Danger pour la sûreté nucléaire : la mise en cause de l’existence de l’IRSN

Publié le 24 février 2023

Après la décision de Macron, sans débat préalable, de relancer de manière accélérée un important programme nucléaire, une proposition de démanteler l’IRSN (Institut de Radioprotection et de Sûreté Nucléaire) a été rendue publique par la ministre de la transition énergétique (Mme Pannier-Runacher) le 8 février 2023. Une partie de l’IRSN intègrerait alors l’ASN et une autre le CEA.

Alors que l’existence indépendante de l’IRSN était appréciée de tous, son démantèlement ne peut qu’accélérer le processus de décision de mise en route de nouveaux réacteurs en imposant à l’Autorité de Sûreté Nucléaire (ASN) de décider beaucoup plus rapidement le démarrage des réacteurs. Ainsi que l’expose la ministre, il s’agit de « fluidifier les processus d’examen technique et de prise de décision de l’ASN pour répondre au volume croissant d’activités lié à la relance de la filière nucléaire souhaitée par le Gouvernement. »

Le 15 février la commission d’éthique et de déontologie de l’IRSN, a réagi fortement contre  cette décision en rappelant l’exigence fondamentale pour la sûreté de la séparation entre l’expertise (actuellement exercée par l’IRSN) et la prise de décision réalisée par l’ASN. Mélanger les deux est une rupture qui permettra d’accélérer les décisions en diminuant les contrôles et expertises indépendantes, éléments fondamentaux pour éviter des catastrophes.

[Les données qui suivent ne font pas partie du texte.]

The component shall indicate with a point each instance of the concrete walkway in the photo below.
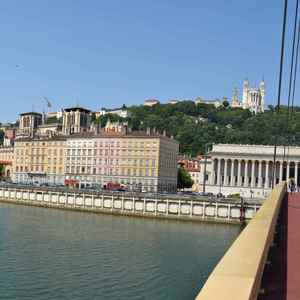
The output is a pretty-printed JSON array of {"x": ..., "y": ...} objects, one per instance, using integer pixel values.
[{"x": 281, "y": 278}]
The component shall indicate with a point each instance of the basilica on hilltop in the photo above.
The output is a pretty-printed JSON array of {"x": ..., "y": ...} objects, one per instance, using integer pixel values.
[{"x": 253, "y": 97}]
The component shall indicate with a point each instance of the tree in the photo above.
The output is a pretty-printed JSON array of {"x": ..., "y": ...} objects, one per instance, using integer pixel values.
[{"x": 184, "y": 179}]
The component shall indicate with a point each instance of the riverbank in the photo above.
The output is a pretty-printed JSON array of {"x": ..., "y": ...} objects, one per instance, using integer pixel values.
[{"x": 128, "y": 205}]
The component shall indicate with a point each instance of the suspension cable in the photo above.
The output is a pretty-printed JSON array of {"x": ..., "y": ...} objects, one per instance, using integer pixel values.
[
  {"x": 279, "y": 86},
  {"x": 291, "y": 79}
]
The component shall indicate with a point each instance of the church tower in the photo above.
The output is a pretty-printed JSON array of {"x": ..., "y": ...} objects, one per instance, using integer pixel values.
[{"x": 245, "y": 93}]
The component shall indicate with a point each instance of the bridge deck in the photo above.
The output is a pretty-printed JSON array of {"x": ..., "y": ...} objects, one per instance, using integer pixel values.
[{"x": 281, "y": 279}]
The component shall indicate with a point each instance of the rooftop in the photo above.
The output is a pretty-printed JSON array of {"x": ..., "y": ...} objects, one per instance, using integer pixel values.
[{"x": 77, "y": 108}]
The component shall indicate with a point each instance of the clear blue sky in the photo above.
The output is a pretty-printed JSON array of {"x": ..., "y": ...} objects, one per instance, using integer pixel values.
[{"x": 106, "y": 53}]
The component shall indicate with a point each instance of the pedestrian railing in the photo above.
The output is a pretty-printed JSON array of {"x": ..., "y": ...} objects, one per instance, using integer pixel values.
[{"x": 238, "y": 274}]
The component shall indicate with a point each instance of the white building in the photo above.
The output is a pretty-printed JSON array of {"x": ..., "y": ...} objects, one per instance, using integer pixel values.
[
  {"x": 248, "y": 169},
  {"x": 151, "y": 102},
  {"x": 253, "y": 97}
]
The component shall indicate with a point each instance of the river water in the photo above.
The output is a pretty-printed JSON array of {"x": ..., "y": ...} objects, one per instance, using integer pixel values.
[{"x": 57, "y": 254}]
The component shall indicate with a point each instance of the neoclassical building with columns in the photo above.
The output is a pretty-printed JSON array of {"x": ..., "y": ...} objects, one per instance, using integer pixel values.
[{"x": 248, "y": 169}]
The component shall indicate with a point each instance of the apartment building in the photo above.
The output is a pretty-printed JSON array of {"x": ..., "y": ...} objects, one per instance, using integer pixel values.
[
  {"x": 138, "y": 160},
  {"x": 39, "y": 160},
  {"x": 6, "y": 160}
]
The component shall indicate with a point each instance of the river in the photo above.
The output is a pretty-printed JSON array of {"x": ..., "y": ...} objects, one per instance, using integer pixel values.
[{"x": 57, "y": 254}]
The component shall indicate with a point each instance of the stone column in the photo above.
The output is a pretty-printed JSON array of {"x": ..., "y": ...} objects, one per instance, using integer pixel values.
[
  {"x": 232, "y": 173},
  {"x": 260, "y": 174},
  {"x": 267, "y": 175},
  {"x": 225, "y": 171},
  {"x": 252, "y": 174},
  {"x": 219, "y": 172},
  {"x": 239, "y": 173},
  {"x": 246, "y": 180}
]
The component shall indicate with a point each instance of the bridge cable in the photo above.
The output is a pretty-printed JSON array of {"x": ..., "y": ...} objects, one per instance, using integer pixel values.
[
  {"x": 291, "y": 77},
  {"x": 292, "y": 112},
  {"x": 279, "y": 85}
]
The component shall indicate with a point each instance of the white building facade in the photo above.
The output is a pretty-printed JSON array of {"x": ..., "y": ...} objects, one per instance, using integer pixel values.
[
  {"x": 248, "y": 169},
  {"x": 254, "y": 98}
]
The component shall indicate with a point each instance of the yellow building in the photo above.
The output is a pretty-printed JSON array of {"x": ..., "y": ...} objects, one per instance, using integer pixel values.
[
  {"x": 39, "y": 160},
  {"x": 6, "y": 161}
]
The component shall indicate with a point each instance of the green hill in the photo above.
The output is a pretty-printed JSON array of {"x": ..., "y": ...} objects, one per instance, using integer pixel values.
[{"x": 195, "y": 125}]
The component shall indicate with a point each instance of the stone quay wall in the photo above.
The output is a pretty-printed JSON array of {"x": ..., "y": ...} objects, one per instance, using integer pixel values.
[{"x": 130, "y": 205}]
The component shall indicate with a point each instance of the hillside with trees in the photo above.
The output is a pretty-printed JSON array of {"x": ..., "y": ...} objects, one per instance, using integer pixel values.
[{"x": 195, "y": 125}]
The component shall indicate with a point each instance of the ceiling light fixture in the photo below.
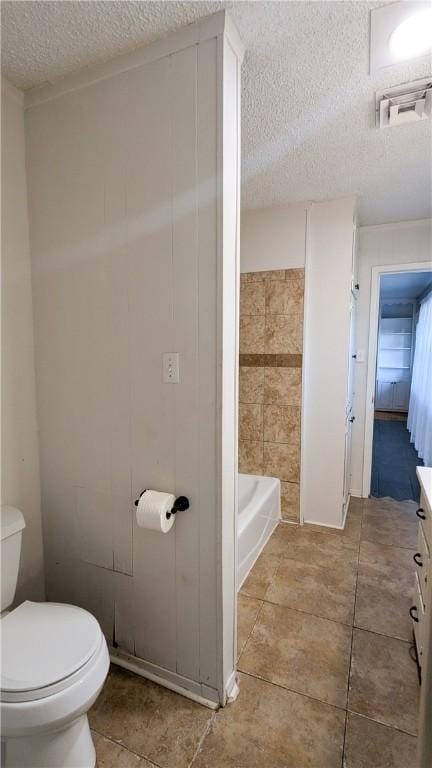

« La commission d’éthique et de déontologie de l’IRSN exprime son profond désaccord avec le projet de démantèlement de l’IRSN dont les valeurs sont exprimées dans sa Charte d’éthique et de déontologie. Ces valeurs concourent à la confiance dans la radioprotection et la sûreté nucléaire qui repose sur deux caractéristiques offertes aujourd’hui par l’institut : le lien fort établi entre la recherche et l’expertise ainsi que la séparation entre l’expertise et la prise de décision. Le projet envisagé à ce stade conduirait irrémédiablement à la disparition de ces atouts. 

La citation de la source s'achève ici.